Curious expenditure

•Was the N103.4bn that NNPC spent on pipeline maintenance last year appropriated? 

Alot has been said about the Nigerian National Petroleum Corporation (NNPC) not only as an entity answerable to no one but also one with proclivities to spend public funds as it pleased, often without the strictures of parliamentary control. Or how else can we explain a recent report that the corporation spent a whopping N103.4 billion to protect oil pipelines in one year alone? And that in the year the entire budget for the Nigeria Police Force was N329.6 billion?

Like every other figure from the national oil corporation that hardly ever adds up, this one is inexplicable as it is untenable.

Titled “Report on Improving Local Refining Capacity in Nigeria”, the document is said to have been prepared by the Managing Director, Matwims Consult Limited, Mark Tubotein. Aside claiming that the corporation spent N103.4 billion for pipeline repairs and management between January and December 2015, it noted, based on the data from the NNPC, that the corporation still recorded crude oil and product losses of N57.71 billion to pipeline vandalism. Among other highlights, the report claimed that between January and August 2015 alone, there were over 1,824 cases of line breaks on Pipelines and Product Marketing Company (PPMC) pipelines.

As every Nigerian would readily agree, the scourge of pipeline is real. Aside being responsible for the devastation of the environment of the communities adjoining them, it has virtually crippled the industry – throwing its mortal darts to the nation’s treasury base in the process. Taken together with the factor of ageing pipelines that has become a recurrent factor in a good number of recorded spills, both have come to constitute existential threats which the Nigerian state can afford to ignore at its peril.

We certainly agree that both have fostered an atmosphere of emergency which deserves to be tackled with all seriousness. If anything, the time has come to nip the scourge in the bud and with all the forces available to the Federal Government. The starting point of course is the pipelines network. We have stated times without number that they need to be overhauled. Indeed, given their obsolete state, nothing short of a cast-iron guarantee of the integrity of the entire network after a duly completed overhaul will be acceptable to Nigerians. We have been too long on the matter with little or no progress made. Now is time for action.

No less is true of the business of securing the pipelines: the NNPC has a bounden duty to deploy the latest technology to check the menace. Much as we have advocated for some form of partnership with the communities, we are no less convinced that modern technology will prove more effective and save costs in the long run.

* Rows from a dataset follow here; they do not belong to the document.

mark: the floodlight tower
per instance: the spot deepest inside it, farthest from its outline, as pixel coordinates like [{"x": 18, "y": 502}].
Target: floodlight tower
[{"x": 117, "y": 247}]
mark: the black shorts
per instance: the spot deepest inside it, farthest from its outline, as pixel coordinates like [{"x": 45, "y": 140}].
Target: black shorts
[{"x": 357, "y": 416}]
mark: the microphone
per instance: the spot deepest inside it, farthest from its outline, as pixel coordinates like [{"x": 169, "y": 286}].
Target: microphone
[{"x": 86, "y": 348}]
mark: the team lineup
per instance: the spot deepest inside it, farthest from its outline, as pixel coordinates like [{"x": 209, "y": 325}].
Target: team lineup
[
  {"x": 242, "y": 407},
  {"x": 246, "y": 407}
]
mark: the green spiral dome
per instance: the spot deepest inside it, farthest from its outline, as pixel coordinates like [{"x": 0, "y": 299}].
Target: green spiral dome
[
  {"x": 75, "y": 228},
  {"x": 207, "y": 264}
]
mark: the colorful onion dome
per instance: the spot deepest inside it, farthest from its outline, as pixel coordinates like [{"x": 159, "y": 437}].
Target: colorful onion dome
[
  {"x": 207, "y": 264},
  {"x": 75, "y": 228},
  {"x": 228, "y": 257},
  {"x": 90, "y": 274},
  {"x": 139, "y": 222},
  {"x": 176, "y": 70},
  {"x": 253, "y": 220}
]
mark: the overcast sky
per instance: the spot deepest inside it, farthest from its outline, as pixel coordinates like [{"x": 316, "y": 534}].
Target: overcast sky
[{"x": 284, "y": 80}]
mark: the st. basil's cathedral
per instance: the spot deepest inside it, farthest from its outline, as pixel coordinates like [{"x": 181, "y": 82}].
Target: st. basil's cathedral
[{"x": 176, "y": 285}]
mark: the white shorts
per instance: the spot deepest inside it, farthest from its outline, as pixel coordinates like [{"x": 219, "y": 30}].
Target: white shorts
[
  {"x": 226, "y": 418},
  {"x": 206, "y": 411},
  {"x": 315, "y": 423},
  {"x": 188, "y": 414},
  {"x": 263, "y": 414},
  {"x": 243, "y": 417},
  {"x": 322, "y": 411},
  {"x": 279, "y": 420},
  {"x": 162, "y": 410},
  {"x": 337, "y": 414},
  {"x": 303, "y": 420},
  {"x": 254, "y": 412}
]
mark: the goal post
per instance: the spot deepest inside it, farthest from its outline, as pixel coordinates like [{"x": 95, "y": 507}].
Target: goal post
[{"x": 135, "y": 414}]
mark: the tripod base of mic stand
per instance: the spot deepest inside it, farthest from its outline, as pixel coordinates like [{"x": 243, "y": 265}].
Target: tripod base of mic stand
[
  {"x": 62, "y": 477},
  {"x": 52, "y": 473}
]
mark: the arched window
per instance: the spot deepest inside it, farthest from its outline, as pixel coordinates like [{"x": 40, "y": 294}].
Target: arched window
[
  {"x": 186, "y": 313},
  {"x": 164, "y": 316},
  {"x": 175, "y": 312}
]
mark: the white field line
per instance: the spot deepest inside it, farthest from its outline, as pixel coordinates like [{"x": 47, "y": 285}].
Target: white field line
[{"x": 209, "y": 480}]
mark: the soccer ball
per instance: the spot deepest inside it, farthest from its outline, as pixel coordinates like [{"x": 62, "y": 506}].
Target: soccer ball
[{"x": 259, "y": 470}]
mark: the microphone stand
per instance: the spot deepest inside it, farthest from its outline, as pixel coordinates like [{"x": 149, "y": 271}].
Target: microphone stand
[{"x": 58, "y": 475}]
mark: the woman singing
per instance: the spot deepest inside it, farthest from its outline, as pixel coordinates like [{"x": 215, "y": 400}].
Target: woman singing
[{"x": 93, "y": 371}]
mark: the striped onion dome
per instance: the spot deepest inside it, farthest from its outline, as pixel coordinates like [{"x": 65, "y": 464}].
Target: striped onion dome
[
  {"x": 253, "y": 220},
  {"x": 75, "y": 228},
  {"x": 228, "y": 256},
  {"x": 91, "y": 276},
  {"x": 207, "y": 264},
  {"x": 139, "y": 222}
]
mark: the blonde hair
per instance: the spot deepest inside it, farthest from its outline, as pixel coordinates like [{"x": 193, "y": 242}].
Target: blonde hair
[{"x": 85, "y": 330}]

We can no longer afford the current situation in which the business of pipelines protection becomes an open licence for officials to open the taps to the treasury without restraints.

As for the huge expenditures, a number of questions naturally beg for answers. First, were the huge expenditures duly appropriated? Was it – again – a case of the national oil corporation’s open access to funds which it can use and later charge to the federation account? How were the expenditures determined? Which institutions did oversights on their disbursement? Is it also mere coincidence that the huge expenditures in question fell within the period that the Jonathan administration outsourced the protection of the pipelines to militants to the consternation of most citizens? More pertinent– how much of the funds went into securing the pipelines – or is it another instance of using pipeline protection as a cover for all manner of abuses on the treasury?

If only for the sake of the much vaunted anti-corruption stance of the Buhari administration, the anti-graft agencies should help the nation resolve these as indeed related riddles.